John F. Kennedy famously remarked: "Victory has a thousand fathers, but defeat is an orphan." It is human nature, in other words, for people to claim credit when things go well and stay in the shadows when they don't.
As organizations grow, it becomes easier and easier for people or business units to escape accountability. Yet research shows that organizations that can identify and reward key contributors have higher sales growth, higher return on capital and higher survival rates than organizations that can't.
An example: a major US computer manufacturer's new product introductions consistently disappointed. When the CEO asked for explanations, the marketing unit pointed the finger at the manufacturing unit, and and the manufacturing unit blamed the marketing people. Nobody took responsibility. At the same time, top managers were frustrated because they felt that nothing was within their control. A new CEO and a new organization design that gave managers more control, and more accountability, put new life into the organization.
- New initiatives seem to languish.
A new advertising campaign is delayed because people can't agree on the message or how the costs will be shared or which media platform should be emphasized. A new product introduction is failing because key territories aren't supporting it. The problem is that too many people/committees need to sign off on anything before it can happen. New initiatives often fail because the design of an organization creates inefficient decision making structures, misaligned incentives, and gatekeepers with veto power over good ideas.
For example, a major European confectionery manufacturer struggled to implement a new strategy built around global brand management. New product development initiatives and global advertising campaigns stalled because of resistance from powerful country managers. Part of the problem: the company's organization design failed to evolve to match the new strategy. The company was ultimately taken over and broken apart. Clearly, poor organizational design can have dire consequences.
- One hand doesn't know what the other hand is doing.
Sometimes miscommunication is the result of an innocent misunderstanding. Sometimes it is a deliberate strategy to protect a parochial interest. Careful attention to organization design can reduce this miscommunication and prevent negative fallout.
Take the example of a UK retailer whose purchasing department decided to reduce the number of distinct models of salt-and-pepper shakers purchased for the stores. The idea, as described by Paul Rogers and Marcia Blenko in the Harvard Business Review in 2006, was that each model of shaker would receive more retail shelf space and overall category sales would be unaffected. But purchasing costs would decline. Retail store managers, unaware of the strategy, reduced category shelf space proportionally to the reduced product variety and category sales declined instead.

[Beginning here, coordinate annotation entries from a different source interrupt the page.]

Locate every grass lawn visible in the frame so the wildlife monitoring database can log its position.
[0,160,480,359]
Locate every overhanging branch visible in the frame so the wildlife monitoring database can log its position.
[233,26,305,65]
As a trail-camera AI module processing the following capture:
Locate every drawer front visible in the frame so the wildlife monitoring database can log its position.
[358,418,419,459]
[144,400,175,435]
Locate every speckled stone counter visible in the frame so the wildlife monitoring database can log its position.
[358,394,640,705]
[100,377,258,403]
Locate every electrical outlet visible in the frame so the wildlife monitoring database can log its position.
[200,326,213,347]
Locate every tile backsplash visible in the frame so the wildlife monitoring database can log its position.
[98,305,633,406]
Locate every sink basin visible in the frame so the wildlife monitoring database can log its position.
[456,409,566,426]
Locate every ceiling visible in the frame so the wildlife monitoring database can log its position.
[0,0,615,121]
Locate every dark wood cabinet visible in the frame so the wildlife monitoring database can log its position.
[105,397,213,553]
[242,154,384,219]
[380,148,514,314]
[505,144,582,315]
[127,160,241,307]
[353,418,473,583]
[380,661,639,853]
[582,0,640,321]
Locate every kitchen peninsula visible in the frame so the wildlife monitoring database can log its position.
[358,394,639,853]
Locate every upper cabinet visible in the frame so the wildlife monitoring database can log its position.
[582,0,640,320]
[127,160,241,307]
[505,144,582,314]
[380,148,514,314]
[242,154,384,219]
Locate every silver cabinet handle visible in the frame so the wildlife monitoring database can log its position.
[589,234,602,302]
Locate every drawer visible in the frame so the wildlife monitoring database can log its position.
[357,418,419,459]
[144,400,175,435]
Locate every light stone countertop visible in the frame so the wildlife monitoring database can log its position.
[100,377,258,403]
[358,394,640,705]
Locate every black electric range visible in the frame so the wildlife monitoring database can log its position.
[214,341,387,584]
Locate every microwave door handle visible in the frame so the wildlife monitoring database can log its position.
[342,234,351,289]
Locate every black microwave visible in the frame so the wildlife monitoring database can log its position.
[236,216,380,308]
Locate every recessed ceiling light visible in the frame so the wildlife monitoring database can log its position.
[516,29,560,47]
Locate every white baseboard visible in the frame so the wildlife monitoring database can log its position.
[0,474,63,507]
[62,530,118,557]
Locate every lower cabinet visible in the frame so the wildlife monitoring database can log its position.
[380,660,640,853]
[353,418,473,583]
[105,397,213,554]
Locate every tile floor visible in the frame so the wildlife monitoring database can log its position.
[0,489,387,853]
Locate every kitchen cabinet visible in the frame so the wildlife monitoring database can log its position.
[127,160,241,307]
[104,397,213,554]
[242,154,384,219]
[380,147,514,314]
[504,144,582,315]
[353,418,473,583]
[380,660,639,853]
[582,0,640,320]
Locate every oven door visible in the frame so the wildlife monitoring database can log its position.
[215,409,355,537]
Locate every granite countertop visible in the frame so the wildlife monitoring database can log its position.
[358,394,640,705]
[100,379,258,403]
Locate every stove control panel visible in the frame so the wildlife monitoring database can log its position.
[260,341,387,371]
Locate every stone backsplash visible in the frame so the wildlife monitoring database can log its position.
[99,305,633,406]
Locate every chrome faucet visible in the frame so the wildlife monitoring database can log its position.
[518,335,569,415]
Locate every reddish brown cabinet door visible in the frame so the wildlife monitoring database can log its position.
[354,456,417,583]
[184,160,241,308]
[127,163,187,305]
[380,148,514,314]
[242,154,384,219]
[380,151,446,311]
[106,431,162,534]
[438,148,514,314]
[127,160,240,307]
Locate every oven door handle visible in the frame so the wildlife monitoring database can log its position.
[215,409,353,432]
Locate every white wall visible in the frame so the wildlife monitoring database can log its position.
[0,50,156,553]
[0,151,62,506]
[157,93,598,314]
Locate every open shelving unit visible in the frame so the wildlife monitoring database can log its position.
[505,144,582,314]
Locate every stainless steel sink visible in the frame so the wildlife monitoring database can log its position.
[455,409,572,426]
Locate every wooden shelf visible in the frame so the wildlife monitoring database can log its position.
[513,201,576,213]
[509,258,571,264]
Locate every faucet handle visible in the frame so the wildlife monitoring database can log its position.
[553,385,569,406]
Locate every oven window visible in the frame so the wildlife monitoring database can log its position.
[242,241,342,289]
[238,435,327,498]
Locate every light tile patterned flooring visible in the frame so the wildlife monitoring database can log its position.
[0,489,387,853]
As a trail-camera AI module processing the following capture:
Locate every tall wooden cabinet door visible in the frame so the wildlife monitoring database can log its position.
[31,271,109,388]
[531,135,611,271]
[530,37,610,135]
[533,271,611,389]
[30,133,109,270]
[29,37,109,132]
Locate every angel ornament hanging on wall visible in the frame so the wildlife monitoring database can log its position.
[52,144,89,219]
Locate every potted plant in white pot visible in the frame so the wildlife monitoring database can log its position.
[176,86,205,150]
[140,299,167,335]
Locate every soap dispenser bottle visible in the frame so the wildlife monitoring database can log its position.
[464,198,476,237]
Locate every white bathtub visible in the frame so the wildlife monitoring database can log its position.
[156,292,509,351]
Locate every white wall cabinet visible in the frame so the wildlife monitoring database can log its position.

Most organizations have similar stories to tell. Perhaps the salesforce makes promises that the manufacturing unit can't keep. Or a unit buys a new piece of equipment that duplicates equipment underutilized elsewhere in the organization. Or a marketing manager offers an overseas customer a currency adjustment that undermines Treasury's foreign exchange hedging strategy. It all boils down to a lack of communication, and attention to communication is critical to organizational design.
- We're not responsive enough to our markets.
Our largest customer is demanding a single point of contact, but we can't seem to make it happen. Our R&D team is out of touch with what our customers want. We have trouble identifying and prioritizing opportunities. We've become preoccupied with efficiency and have forgotten about our customers.
An inappropriate organization design can lead to any and all of these problems. For example, a major U.S. airline teetered for more than a decade on the edge of liquidation because it could not perform its most basic job: getting passengers to their destinations on time. A new CEO implemented a new, companywide incentive system along with supporting organizational changes. On-time performance, customer satisfaction and employee morale rebounded, and the company returned to profitability within a year.